The Indian plan could also have a wider systemic effect – it could contribute to the further reduction of the cost of renewables, improve installation knowhow and trigger technological breakthroughs on the back of its huge scale.

We could see an accelerated decoupling of poverty reduction and CO2 emissions growth. That could signal an end of the global climate mitigation divide between developed and developing countries. The predominantly aid based climate mitigation policy for poorer countries will move to a sustainable business model for expanding renewables.

Such transformation is already underway in Bangladesh where home solar systems are being installed at a rate of 100,000 per month. Organisations like SolarAid and initiatives like Lighting Africa are bringing solar lights to millions in Sub Saharan Africa. The natural next stage will be organic growth of local micro-grids and connecting appliances other then lights.

Obama’s visit to India highlights also another question – where is Europe in the global clean energy race and cooperation? Europeans like to see themselves as global leaders in clean energy and climate policies. We are so much absorbed by this belief that we started criticising ourselves for doing too much.

Many European governments are convinced that they have gone too far with the renewables drive and that it would be wiser to slow down. And Europe has slowed down. It did it just when the steep climb was over and the cost of renewables has levelled with the cost of conventional energy.

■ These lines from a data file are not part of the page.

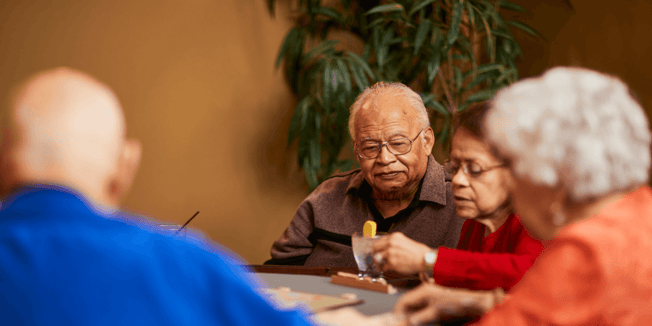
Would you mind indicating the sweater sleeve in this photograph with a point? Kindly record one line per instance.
(294, 245)
(486, 271)
(564, 287)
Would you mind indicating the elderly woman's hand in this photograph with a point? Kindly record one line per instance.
(401, 254)
(430, 302)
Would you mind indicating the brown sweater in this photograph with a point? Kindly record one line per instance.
(320, 232)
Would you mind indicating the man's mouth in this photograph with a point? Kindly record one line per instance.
(388, 175)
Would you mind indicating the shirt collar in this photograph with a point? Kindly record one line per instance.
(433, 185)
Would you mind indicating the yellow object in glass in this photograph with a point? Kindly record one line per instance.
(369, 229)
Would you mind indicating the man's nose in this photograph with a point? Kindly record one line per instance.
(460, 179)
(385, 156)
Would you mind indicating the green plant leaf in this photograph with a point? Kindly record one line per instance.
(390, 7)
(327, 83)
(299, 113)
(488, 67)
(311, 173)
(358, 75)
(512, 6)
(469, 12)
(344, 74)
(440, 108)
(433, 67)
(376, 22)
(526, 28)
(363, 64)
(483, 95)
(422, 32)
(457, 78)
(419, 6)
(329, 12)
(500, 33)
(455, 21)
(319, 49)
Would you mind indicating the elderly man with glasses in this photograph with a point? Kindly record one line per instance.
(399, 185)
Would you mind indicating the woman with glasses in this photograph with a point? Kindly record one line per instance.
(579, 148)
(494, 250)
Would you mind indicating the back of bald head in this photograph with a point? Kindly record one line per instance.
(62, 127)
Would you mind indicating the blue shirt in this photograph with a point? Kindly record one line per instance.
(65, 262)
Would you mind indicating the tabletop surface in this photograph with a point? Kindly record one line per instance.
(374, 302)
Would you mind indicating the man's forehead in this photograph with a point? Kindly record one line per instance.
(385, 111)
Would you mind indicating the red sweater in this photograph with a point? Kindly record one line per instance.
(485, 263)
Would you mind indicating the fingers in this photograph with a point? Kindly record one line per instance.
(427, 315)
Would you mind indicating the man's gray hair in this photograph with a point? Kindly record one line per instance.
(575, 128)
(394, 89)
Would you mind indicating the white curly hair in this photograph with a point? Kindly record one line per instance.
(394, 88)
(575, 128)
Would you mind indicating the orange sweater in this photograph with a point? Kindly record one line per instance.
(595, 272)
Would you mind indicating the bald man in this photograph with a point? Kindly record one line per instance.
(68, 256)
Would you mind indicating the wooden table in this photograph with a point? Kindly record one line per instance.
(317, 280)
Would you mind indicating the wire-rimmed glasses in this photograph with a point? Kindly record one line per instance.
(472, 170)
(370, 149)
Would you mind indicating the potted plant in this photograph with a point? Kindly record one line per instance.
(452, 52)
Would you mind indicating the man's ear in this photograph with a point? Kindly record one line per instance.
(428, 140)
(127, 166)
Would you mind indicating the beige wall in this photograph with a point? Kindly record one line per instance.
(198, 85)
(197, 81)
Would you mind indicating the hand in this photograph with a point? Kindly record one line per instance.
(401, 254)
(429, 303)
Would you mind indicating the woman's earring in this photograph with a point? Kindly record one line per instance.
(558, 217)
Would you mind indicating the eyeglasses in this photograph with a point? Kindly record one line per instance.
(369, 150)
(473, 170)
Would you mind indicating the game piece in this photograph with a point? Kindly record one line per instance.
(366, 283)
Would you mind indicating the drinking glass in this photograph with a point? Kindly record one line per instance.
(363, 252)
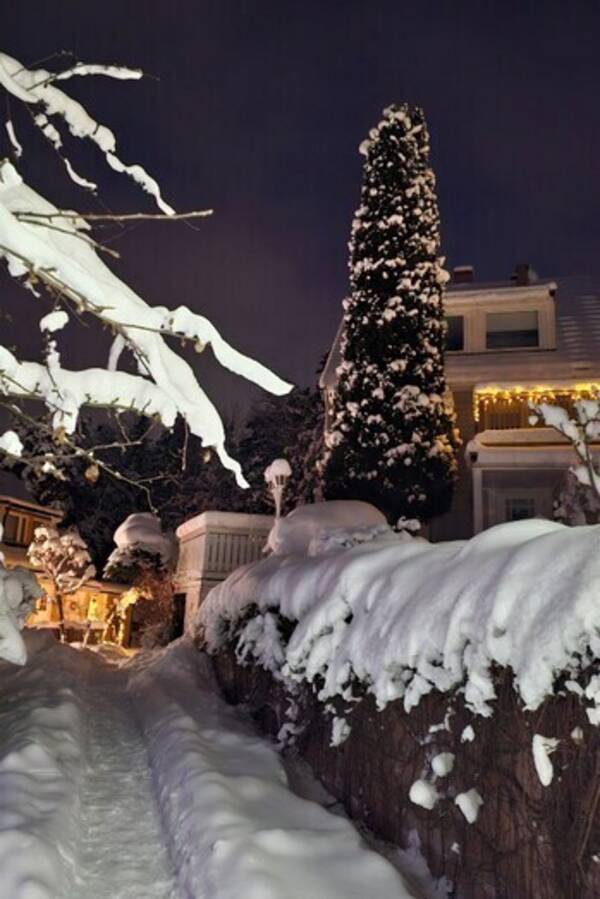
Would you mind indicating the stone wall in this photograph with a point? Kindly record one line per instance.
(528, 842)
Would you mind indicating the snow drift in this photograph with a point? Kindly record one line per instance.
(236, 829)
(404, 617)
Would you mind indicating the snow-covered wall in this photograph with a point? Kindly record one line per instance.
(401, 617)
(449, 689)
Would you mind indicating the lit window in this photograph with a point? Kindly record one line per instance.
(454, 333)
(511, 329)
(517, 508)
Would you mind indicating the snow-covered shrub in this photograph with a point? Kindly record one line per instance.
(582, 431)
(19, 590)
(404, 617)
(64, 560)
(145, 557)
(46, 247)
(576, 503)
(308, 526)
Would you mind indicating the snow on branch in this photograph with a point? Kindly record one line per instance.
(44, 245)
(35, 87)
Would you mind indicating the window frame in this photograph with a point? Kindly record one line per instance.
(508, 312)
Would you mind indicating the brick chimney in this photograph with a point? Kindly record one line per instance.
(463, 274)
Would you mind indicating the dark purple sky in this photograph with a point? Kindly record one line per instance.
(260, 109)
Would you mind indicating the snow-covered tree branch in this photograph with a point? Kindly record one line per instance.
(45, 246)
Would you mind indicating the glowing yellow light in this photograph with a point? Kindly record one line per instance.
(489, 395)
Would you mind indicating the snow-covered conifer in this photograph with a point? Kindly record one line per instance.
(64, 560)
(391, 436)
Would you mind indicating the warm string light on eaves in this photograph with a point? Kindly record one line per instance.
(485, 397)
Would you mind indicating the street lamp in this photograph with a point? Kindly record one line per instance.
(276, 475)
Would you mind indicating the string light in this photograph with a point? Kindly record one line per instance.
(486, 396)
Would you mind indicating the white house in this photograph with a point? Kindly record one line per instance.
(510, 342)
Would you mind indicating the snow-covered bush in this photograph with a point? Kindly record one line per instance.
(576, 503)
(65, 562)
(145, 557)
(307, 527)
(582, 430)
(19, 590)
(55, 249)
(403, 617)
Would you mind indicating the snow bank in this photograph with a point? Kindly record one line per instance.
(405, 617)
(297, 533)
(237, 829)
(41, 769)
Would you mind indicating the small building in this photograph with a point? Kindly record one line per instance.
(88, 609)
(211, 546)
(509, 343)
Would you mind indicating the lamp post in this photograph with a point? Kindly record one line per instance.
(276, 475)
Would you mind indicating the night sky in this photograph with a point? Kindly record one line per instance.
(258, 112)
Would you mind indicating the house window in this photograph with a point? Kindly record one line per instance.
(508, 330)
(15, 529)
(455, 333)
(516, 508)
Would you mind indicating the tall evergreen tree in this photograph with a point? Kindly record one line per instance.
(391, 437)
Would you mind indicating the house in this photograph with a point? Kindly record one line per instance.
(508, 343)
(91, 606)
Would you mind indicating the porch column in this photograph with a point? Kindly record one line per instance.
(477, 499)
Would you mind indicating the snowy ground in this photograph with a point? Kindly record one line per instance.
(138, 782)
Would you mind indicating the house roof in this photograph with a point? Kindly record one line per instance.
(577, 353)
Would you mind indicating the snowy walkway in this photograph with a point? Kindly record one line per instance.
(123, 850)
(140, 783)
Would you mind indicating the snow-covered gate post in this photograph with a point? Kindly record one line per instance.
(211, 546)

Last year, according to Bloomberg New Energy Finance, investment in renewables in India went up 14% and in the US – 8% while for Europe the figure is just 1%. Europe’s renewable energy ambitions have entered an erratic midlife crisis. European renewables depend now more on insecurity over assumed cost and on targets that have been watered down by political compromises than on a vision for future opportunities.

Research is also lagging behind. The European Union is registering fewer clean energy patents than the US, Japan or even China. Current and future clean energy competitiveness is slipping out of the hands of Europe. And part of the reason is that Europe is inward looking.

Absorbed by internal energy policy disputes, the European Union is failing to capitalise on the global growth potential of the renewables industry which attracted $310bn investment in 2014.

A key component that is missing in European energy policy is ambitious clean energy diplomacy. Clean energy needs proactive global cooperation in trade, research and manufacturing. India with its strong technology sector and ambitious renewable energy targets is the perfect partner in the global low carbon industry competition. Europe should race to support and join the Indian ambition. Such move would bring significant political and economic benefits to Europe and will revitalise its aging renewables ambitions.

There is a murky light at the end of the tunnel. The current debate around the Energy Union, the flagship policy of the European Commission President Juncker, might bring some focus to the global potential of the European clean energy sector. A visit by Mr. Juncker before the Paris Climate Conference to India, Bangladesh and Africa to promote clean energy cooperation with Europe might be a good first step.